Direct oral anticoagulant users had a bleeding-related hospitalization rate four times higher than nonusers (27.5 vs 6.7 per 1000 beneficiaries) in the Medicare fee-for-service population.
Cohort (n=16,693,293)
Does DOAC use increase bleeding-related hospitalizations compared to nonuse in Medicare FFS beneficiaries?
Among Medicare FFS beneficiaries, DOAC users had a four-fold higher rate of bleeding-related hospitalizations compared to nonusers, with gastrointestinal bleeding being the most common cause.
Absolute Event Rate: 27.5% vs 6.7%
INTRODUCTION: Bleeding-related hospitalizations represent a major burden for patients and the US healthcare system. Anticoagulant therapies pose a greater risk for bleeding, especially among the older Medicare population. Direct oral anticoagulants (DOACs) have become the most common type of oral anticoagulant used in Medicare due to their clinical advantages. This descriptive study examines the burden of bleeding-related hospitalizations among DOAC users and nonusers (with no evidence of anticoagulant or antiplatelet use) in Medicare fee-for-service (FFS). METHODS: This was an observational retrospective cohort study of bleeding-related hospitalizations in Medicare FFS using the 2020-2022 Medicare 100% Research Identifiable Files. We used 2020-2021 pharmacy claims to classify beneficiaries into DOAC user and nonuser cohorts and 2021-2022 healthcare administrative claims to identify demographics, bleeding-related hospitalization characteristics, and outcomes. RESULTS: Of 18.4 million Medicare FFS beneficiaries who met the study's enrollment requirements, 9.3% were assigned to the DOAC user cohort, 81.5% were assigned to the nonuser cohort, and 9.1% were excluded (non-DOAC anticoagulant-only or prescription antiplatelet-only users). The bleeding-related hospitalization rate was four times higher in the DOAC user cohort compared to the nonuser cohort (27.5 and 6.7 per 1000 beneficiaries, respectively). Gastrointestinal bleeding was the most common bleed type leading to hospitalization in both DOAC user and nonuser cohorts (64.6% and 55.4%, respectively), followed by intracerebral hemorrhage (21.3% and 34.5%, respectively), and other types of bleeding (14.2% and 10.1%, respectively). Characteristics and outcomes were similar between cohorts, with variation largely related to bleeding type. CONCLUSION: This study demonstrated variations in use of DOACs and characteristics of bleeding-related hospitalizations and identified higher rates of bleeding-related hospitalizations among DOAC users compared to nonusers. Hospitalization characteristics and outcomes differed by bleeding type. These findings highlight the Medicare FFS burden of bleeding-related hospitalizations and opportunities for the improved detection and management of bleeding, particularly among DOAC users.

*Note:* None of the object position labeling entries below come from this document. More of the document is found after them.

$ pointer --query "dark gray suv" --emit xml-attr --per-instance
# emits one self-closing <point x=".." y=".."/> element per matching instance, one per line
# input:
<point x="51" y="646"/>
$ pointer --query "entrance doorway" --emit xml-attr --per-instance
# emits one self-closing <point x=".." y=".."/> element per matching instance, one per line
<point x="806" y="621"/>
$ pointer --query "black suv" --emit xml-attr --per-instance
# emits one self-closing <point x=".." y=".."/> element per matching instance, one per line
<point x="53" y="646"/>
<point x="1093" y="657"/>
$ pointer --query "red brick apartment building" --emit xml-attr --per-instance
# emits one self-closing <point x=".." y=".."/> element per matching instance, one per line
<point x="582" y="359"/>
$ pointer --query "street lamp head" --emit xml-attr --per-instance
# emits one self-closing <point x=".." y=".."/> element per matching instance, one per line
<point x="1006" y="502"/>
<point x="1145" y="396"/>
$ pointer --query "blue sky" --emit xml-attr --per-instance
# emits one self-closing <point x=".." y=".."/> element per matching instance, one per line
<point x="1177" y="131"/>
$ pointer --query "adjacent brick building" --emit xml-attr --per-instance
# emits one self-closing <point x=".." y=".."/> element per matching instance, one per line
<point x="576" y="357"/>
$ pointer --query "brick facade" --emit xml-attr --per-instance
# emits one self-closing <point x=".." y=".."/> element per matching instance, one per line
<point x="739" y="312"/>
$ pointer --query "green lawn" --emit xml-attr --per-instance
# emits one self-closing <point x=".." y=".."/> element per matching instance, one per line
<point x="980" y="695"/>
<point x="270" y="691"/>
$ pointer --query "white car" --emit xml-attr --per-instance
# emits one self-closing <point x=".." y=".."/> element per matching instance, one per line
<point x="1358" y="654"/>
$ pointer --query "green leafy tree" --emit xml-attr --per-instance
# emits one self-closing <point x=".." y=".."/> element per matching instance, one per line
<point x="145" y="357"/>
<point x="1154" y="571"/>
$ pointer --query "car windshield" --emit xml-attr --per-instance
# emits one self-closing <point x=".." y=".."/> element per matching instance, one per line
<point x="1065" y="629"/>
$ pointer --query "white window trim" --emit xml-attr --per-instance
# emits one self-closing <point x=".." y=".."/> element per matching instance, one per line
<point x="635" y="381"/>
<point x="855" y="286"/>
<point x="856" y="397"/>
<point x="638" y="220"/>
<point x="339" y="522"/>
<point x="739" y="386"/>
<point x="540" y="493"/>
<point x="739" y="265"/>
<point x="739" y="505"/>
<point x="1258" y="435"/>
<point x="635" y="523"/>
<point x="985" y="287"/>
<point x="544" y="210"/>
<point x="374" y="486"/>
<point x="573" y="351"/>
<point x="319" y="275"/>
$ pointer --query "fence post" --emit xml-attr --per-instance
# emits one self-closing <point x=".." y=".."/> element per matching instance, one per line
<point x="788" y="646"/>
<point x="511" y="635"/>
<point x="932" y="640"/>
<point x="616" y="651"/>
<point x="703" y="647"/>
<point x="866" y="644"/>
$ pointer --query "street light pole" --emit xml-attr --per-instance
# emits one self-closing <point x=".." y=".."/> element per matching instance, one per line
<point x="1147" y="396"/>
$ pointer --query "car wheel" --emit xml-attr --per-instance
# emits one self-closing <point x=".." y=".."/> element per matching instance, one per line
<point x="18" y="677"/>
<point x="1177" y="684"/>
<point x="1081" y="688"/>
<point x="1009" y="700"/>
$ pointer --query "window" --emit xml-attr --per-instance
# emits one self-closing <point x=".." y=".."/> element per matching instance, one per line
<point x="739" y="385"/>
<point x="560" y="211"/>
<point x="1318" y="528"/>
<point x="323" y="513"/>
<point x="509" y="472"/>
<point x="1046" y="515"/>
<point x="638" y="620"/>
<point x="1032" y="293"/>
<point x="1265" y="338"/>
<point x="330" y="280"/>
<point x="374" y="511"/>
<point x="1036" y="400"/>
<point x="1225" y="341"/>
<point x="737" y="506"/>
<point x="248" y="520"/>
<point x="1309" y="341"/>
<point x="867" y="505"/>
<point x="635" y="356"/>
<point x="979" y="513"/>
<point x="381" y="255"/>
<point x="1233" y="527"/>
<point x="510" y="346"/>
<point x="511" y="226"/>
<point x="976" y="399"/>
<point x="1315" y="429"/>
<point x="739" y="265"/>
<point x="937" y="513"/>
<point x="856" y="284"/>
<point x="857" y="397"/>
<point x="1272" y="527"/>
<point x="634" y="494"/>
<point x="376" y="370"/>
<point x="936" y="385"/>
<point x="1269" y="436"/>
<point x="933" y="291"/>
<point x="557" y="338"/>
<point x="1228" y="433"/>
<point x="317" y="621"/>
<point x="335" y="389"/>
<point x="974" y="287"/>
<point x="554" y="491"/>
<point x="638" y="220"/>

Bazell et al. (Tue,) conducted a cohort in Medicare fee-for-service beneficiaries (n=16,693,293). Direct oral anticoagulants (DOACs) vs. Nonusers (no evidence of anticoagulant or antiplatelet use) was evaluated on Bleeding-related hospitalization rate per 1000 beneficiaries. Direct oral anticoagulant users had a bleeding-related hospitalization rate four times higher than nonusers (27.5 vs 6.7 per 1000 beneficiaries) in the Medicare fee-for-service population.